The most elaborate was one of four extant shot glasses advertising Mountain King rye.   Although it is not marked,  this shot glass, shown top right, has been identified by experts as the work of George Troug, an Italian-born artist in glass who found his way to Cumberland, Maryland, and its thriving glass industry.  in 1892 he opened the Maryland Glass Etching Works where he produced the premier images found on many American shot glasses.  Jung, with his passion for shots,  sought out Troug’s artistry 

   

Although the Mountain King glass below it lacks similar elaboration, the fluted sides and gothic letters for the message give it a distinction beyond the ordinary.   Although the last Mountain King shot is plain, the letter was done through a soft etch process and is a thin walled item. The same can be said for the final three Jung-produced shot glasses, two issued for Homer Club Rye and one for Ole Bull Bourbon.  Although they are largely without decoration and feature plain lettering, they were a quality giveaway and prominently advertised his whiskeys.   In short,  Jung consistently gave customers his “best shot.”
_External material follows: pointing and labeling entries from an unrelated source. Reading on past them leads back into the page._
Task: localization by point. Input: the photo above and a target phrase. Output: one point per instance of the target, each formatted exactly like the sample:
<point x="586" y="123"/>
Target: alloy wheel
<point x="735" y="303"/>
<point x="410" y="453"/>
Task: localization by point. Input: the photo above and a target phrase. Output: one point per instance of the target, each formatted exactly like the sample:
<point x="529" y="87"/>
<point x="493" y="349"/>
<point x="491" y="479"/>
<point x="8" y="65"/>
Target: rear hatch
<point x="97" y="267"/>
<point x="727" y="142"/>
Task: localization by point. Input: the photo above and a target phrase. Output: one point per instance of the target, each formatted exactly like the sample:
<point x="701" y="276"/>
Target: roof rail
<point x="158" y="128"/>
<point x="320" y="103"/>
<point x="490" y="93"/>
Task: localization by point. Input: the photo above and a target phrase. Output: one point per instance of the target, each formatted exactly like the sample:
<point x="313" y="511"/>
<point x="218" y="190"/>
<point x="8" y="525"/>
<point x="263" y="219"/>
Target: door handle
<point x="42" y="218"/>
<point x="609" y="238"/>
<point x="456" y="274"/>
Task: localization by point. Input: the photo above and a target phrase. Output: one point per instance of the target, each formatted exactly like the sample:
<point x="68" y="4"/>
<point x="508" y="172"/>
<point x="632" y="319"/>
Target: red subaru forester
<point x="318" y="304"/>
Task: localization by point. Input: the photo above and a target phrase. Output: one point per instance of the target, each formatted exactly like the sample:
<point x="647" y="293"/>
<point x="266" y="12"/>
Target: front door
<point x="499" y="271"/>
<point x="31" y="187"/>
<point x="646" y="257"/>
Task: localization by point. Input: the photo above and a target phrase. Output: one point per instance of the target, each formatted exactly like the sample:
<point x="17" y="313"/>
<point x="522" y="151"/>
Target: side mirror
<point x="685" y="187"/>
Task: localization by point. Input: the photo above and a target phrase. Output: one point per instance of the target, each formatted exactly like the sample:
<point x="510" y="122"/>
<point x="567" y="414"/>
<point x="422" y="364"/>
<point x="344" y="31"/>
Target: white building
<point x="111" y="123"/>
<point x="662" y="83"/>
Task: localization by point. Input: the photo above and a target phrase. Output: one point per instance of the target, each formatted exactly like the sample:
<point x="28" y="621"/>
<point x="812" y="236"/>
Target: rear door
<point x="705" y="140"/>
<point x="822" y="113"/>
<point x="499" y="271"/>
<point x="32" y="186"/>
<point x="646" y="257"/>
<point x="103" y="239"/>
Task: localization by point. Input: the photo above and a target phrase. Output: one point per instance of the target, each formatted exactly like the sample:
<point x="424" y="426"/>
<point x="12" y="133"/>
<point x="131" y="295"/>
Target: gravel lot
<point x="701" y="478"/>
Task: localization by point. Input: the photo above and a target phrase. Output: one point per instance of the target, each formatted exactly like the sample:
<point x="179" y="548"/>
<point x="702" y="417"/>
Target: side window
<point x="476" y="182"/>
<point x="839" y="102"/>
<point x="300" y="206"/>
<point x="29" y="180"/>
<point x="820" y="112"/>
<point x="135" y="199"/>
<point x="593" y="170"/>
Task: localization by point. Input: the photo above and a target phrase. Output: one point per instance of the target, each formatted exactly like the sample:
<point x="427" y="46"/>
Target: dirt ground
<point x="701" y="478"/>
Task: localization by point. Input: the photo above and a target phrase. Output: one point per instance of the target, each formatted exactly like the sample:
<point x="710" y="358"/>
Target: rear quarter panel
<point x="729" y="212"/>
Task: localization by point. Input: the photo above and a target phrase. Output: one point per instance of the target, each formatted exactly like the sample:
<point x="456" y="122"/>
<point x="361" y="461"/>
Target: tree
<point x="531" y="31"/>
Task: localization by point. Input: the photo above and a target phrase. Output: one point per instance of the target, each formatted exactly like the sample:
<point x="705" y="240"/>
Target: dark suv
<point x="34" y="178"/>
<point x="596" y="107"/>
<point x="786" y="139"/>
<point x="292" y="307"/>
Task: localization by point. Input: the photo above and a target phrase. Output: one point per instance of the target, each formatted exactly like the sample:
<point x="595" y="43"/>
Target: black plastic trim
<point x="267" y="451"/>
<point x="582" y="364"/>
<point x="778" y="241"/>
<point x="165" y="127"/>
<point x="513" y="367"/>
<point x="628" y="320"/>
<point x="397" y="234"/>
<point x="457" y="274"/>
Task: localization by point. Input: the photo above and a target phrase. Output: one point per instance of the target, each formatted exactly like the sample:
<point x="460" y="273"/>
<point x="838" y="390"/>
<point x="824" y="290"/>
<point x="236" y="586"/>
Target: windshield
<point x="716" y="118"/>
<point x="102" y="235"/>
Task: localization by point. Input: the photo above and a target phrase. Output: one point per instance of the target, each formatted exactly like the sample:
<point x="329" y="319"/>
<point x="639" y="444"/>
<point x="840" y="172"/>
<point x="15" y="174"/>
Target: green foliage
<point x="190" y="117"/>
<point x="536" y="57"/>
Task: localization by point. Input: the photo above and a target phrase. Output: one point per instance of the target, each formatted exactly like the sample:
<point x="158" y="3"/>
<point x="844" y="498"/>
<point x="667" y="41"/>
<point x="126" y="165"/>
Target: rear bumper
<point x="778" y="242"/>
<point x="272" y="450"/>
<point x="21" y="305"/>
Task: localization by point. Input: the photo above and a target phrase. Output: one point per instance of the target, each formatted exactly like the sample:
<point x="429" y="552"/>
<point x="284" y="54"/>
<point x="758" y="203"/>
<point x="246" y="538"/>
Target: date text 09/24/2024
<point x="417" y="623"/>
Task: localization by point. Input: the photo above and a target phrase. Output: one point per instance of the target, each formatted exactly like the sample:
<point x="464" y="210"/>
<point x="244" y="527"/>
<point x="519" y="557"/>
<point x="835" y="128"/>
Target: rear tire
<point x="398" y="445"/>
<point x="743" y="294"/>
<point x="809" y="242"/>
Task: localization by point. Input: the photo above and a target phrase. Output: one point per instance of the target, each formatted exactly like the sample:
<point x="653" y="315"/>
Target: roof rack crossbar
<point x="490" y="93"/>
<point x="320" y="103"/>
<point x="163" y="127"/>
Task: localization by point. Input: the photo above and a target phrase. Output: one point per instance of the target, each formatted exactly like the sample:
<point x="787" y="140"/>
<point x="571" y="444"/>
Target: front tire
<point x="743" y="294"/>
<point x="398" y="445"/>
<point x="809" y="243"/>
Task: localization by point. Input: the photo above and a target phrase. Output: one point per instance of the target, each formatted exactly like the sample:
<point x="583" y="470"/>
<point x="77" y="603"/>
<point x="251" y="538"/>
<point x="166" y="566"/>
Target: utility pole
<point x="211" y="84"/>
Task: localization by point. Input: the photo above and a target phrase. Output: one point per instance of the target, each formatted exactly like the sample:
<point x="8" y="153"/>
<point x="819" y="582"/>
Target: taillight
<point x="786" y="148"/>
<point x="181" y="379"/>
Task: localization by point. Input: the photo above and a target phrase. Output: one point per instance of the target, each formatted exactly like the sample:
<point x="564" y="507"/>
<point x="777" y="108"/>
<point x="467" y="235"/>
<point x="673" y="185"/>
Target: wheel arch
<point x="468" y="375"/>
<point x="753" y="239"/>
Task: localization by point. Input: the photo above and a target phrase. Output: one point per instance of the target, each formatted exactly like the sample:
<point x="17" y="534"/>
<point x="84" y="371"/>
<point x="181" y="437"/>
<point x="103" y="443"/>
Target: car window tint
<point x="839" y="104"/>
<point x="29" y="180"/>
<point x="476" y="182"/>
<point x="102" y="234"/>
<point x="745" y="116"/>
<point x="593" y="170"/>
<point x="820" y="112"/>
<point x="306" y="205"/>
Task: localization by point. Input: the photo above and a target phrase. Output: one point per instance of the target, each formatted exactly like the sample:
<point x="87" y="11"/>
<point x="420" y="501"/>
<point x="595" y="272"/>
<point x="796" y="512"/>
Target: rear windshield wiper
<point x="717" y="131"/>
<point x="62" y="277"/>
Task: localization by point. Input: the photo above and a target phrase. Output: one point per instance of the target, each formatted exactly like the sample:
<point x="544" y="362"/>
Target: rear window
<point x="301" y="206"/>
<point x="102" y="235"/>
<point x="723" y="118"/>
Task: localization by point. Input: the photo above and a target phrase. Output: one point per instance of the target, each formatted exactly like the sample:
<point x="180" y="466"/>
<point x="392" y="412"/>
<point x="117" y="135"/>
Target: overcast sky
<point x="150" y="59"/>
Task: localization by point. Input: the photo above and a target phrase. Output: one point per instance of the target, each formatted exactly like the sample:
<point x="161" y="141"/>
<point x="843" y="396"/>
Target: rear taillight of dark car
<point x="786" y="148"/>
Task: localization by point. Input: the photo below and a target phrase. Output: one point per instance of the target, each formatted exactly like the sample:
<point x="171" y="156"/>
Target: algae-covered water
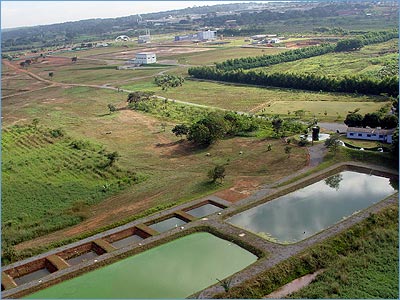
<point x="204" y="210"/>
<point x="174" y="270"/>
<point x="309" y="210"/>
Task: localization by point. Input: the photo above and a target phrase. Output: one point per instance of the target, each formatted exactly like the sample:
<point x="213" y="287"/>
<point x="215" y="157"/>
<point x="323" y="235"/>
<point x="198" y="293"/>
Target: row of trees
<point x="292" y="55"/>
<point x="214" y="126"/>
<point x="167" y="81"/>
<point x="346" y="84"/>
<point x="366" y="39"/>
<point x="268" y="60"/>
<point x="373" y="120"/>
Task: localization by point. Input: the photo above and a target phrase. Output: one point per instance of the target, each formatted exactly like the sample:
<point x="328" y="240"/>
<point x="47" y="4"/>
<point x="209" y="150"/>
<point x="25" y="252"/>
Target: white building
<point x="206" y="35"/>
<point x="143" y="39"/>
<point x="122" y="38"/>
<point x="372" y="134"/>
<point x="144" y="58"/>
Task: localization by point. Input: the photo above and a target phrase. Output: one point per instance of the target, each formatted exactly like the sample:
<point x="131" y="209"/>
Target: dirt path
<point x="27" y="92"/>
<point x="293" y="286"/>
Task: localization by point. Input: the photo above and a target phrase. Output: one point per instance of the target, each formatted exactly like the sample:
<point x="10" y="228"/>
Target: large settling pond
<point x="303" y="213"/>
<point x="173" y="270"/>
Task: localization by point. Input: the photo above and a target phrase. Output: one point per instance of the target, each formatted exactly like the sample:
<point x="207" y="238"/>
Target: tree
<point x="112" y="158"/>
<point x="180" y="129"/>
<point x="288" y="150"/>
<point x="372" y="120"/>
<point x="354" y="120"/>
<point x="277" y="124"/>
<point x="166" y="81"/>
<point x="333" y="143"/>
<point x="218" y="172"/>
<point x="200" y="134"/>
<point x="348" y="45"/>
<point x="389" y="121"/>
<point x="394" y="147"/>
<point x="334" y="181"/>
<point x="208" y="129"/>
<point x="111" y="107"/>
<point x="138" y="96"/>
<point x="35" y="122"/>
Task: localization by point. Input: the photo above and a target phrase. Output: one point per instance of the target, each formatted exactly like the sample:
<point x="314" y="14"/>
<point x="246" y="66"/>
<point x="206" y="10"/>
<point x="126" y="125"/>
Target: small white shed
<point x="145" y="58"/>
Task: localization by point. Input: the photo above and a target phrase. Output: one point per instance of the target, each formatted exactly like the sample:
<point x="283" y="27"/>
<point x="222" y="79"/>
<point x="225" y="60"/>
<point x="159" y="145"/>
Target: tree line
<point x="372" y="120"/>
<point x="292" y="55"/>
<point x="313" y="82"/>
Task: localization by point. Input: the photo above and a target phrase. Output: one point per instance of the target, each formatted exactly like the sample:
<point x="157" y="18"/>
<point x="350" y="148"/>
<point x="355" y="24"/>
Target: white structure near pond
<point x="144" y="58"/>
<point x="372" y="134"/>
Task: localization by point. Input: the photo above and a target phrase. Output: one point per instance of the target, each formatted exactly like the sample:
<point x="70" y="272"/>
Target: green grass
<point x="372" y="271"/>
<point x="267" y="100"/>
<point x="374" y="61"/>
<point x="219" y="55"/>
<point x="55" y="180"/>
<point x="361" y="262"/>
<point x="90" y="72"/>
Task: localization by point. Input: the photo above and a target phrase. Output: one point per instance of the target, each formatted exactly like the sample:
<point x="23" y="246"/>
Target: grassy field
<point x="57" y="177"/>
<point x="89" y="72"/>
<point x="146" y="148"/>
<point x="267" y="100"/>
<point x="370" y="271"/>
<point x="219" y="55"/>
<point x="374" y="60"/>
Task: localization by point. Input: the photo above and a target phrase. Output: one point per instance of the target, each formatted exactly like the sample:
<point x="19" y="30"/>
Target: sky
<point x="31" y="13"/>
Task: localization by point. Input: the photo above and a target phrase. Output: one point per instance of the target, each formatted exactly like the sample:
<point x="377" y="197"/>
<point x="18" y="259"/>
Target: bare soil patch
<point x="160" y="51"/>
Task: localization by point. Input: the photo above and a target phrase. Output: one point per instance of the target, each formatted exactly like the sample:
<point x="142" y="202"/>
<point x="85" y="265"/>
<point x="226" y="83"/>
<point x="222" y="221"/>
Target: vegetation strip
<point x="292" y="55"/>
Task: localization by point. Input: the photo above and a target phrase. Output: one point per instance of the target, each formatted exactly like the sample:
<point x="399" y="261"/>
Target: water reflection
<point x="300" y="214"/>
<point x="173" y="270"/>
<point x="334" y="181"/>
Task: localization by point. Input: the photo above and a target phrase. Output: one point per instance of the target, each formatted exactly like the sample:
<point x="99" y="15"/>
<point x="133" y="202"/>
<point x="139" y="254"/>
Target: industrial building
<point x="144" y="58"/>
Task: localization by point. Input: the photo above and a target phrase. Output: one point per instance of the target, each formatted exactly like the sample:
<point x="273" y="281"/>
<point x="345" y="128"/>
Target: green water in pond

Jung’s success did not go unnoticed in the Milwaukee business community.  An 1896 publication called “Milwaukee:  Half Century of Progress,” featured the firm and its founder with a laudatory article.   It credited Jung with building public trust of liquors by selling pure and unadulterated products.  It also noted that Simon was a prominent member of the Milwaukee Manufacturers and Merchants Association and an adherent of the Independent Order of Odd Fellows, a fraternal organization.

As Prohibition forces slowly strangled the Midwest markets for Jung’s whiskey, his business began to suffer.   Throughout the region, town after town, county after county, went “dry” under local option.  In 1916, with strong backing from 
Henry Ford,  Michigan voted a total ban on sales of alcohol.  By 1918, Jung recognized the bleak future and shut the doors of his business.  He never lived to see Repeal.  In 1921 he died at age 71.   He was buried in Milwaukee’s Greenwood Cemetery as his widow, Adelheid, and bachelor sons,  Fred and Edward, stood by his gravesite in the cemetery’s section 3, block 9, lot  6.   They all would join him there eventually, Adelheid in 1931.


The building that housed S. Jung & Company still stands along Water Street.  After the company closed, it lay empty for a time.  Then in 1922, Valentine Blatz, of the Milwaukee brewery family,  moved a candy company to the site.  In 1928 it became headquarters for the Columbia Knitting Company.   Shown here in recent photograph, the building that Jung first occpied currently is home to a supply house for cat medicine with condos on the upper floors.  On the National Register of Historical Buildings,  the structure is a stop on the walking tour of Milwaukee’s Near East Side.